APELADO: FILICIANO BISPO PEREIRA

Advogado(s) do reclamado: PEDRO RIBEIRO MENDES

RELATOR(A): Desembargador JOSÉ WILSON FERREIRA DE ARAÚJO JÚNIOR

EMENTA

CONSUMIDOR, CIVIL E PROCESSUAL CIVIL. APELAÇÃO. AÇÃO DE INDENIZAÇÃO POR DANOS MORAIS. INSCRIÇÃO INDEVIDA EM CADASTRO DE INADIMPLENTES. DANO MORAL IN RE IPSA. QUANTUM INDENIZATÓRIO DEVIDO. MINORAÇÃO. RECURSO CONHECIDO E PARCIALMENTE PROVIDO.


ACÓRDÃO


 

Acordam os componentes da 2ª Câmara Especializada Cível, do Tribunal de Justiça do Estado do Piauí, por unanimidade, votar pelo conhecimento do presente recurso apelatório, para, no mérito, DAR PARCIAL PROVIMENTO, tão somente para reduzir o quantum indenizatório, mantendo os demais termos da sentença do magistrado de origem. Sem majoração de honorários


RELATÓRIO


Trata-se de Apelação Cível interposta pelo BANCO BRADESCO S.A., em face da sentença proferida pelo juízo da Vara Única da Comarca de Caracol – PI que, nos autos da Ação Declaratória de Inexistência de Débito c/c Danos Morais, proposta por FILICIANO BISPO PEREIRA, ora apelado, julgou procedente o pedido, com fulcro no art. 487, I, do CPC, para determinar ao réu que proceda à retirada dos cadastros restritivos de crédito do registro em nome do autor, aqui discutido, no prazo de 03 (três) dias úteis, contados da data de intimação da sentença, sob pena de aplicação de multa diária arbitrada em R$ 100,00 (cem reais) até o limite de R$ 5.000,00 (cinco mil reais), bem como condenar o réu ao pagamento de indenização por danos morais no valor de R$ 5.000,00 (cinco mil reais), acrescido de juros moratórios de 1% (um por cento) ao mês, a partir da data do ato ilícito, ou seja, da inclusão do nome da parte autora nos serviços de proteção ao crédito (art. 398, CC, e Súmula 54 do STJ), incidindo ainda correção monetária, de acordo com os fatores de atualização da egrégia Corregedoria da Justiça do Piauí, a partir do arbitramento (Súmula 362 do STJ).

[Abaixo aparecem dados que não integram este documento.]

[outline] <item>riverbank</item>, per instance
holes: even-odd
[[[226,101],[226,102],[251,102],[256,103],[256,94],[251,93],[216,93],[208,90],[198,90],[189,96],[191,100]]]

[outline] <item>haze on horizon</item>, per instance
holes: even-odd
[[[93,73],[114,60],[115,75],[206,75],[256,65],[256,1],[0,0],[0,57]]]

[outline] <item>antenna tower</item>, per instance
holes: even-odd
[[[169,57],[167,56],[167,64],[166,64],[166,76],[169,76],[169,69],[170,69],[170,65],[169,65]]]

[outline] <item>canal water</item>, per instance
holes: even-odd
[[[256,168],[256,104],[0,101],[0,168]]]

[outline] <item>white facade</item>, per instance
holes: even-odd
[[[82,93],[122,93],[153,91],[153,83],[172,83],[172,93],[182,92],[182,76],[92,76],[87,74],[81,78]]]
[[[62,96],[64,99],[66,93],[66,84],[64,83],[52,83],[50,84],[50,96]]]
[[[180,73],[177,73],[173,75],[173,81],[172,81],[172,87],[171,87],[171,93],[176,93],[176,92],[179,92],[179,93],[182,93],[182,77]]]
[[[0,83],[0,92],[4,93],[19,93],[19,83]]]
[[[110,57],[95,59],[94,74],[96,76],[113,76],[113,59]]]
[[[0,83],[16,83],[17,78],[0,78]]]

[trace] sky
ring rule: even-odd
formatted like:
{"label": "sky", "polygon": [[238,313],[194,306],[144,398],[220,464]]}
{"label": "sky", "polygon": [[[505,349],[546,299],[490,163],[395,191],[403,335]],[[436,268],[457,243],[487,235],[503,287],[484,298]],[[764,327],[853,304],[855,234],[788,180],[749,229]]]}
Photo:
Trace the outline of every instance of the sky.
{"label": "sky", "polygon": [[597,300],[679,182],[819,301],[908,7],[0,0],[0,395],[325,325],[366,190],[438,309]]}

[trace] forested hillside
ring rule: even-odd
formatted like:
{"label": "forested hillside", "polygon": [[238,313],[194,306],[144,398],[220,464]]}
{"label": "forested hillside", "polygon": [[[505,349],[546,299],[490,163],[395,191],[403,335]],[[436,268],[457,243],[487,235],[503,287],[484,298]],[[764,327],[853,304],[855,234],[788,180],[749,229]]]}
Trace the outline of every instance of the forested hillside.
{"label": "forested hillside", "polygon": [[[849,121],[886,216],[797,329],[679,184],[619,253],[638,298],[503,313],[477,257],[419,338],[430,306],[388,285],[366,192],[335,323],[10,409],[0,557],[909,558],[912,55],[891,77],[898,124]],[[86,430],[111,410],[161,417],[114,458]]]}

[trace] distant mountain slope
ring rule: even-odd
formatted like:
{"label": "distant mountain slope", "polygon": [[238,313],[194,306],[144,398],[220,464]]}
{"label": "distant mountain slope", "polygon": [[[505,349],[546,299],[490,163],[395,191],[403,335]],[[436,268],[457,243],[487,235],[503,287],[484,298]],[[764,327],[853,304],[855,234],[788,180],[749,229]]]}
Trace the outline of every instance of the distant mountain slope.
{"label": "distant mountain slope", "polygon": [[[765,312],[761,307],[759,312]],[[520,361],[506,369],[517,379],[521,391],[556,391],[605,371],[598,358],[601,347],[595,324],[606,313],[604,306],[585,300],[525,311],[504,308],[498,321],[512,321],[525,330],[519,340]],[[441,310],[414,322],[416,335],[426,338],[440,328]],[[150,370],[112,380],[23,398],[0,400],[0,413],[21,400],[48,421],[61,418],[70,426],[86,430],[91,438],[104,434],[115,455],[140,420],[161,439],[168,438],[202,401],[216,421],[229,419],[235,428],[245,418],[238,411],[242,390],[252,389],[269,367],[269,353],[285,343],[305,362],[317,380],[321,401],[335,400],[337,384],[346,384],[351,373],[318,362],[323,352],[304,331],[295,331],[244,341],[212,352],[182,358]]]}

Em suas razões recursais (ID. 16524010), o banco apelante aduz, em apertada síntese, que a contratação do empréstimo na modalidade cartão/biometria é legítima e que o apelado tinha conhecimento de que atraso de pagamento da prestação enseja inscrição nos órgãos de proteção ao crédito. Ressalta inexistência de danos morais ante a ausência de ato ilícito, devendo ser retirada da multa imposta em decorrência da obrigação de fazer. Ao final, requer a anulação da sentença e o provimento do apelo com a consequente improcedência da ação.

Em contrarrazões (ID. 55672558) a parte apelada alega ausência de requisito intrínseco de admissibilidade, visto que o banco interpôs Recurso Inominado no lugar do Recurso de Apelação, não podendo ser aplicado o princípio da fungibilidade em razão de erro grosseiro. No mérito, ressalta a não comprovação da origem dos débitos que originaram a negativação de seu nome, devendo ser mantida a sentença em todos os seus termos.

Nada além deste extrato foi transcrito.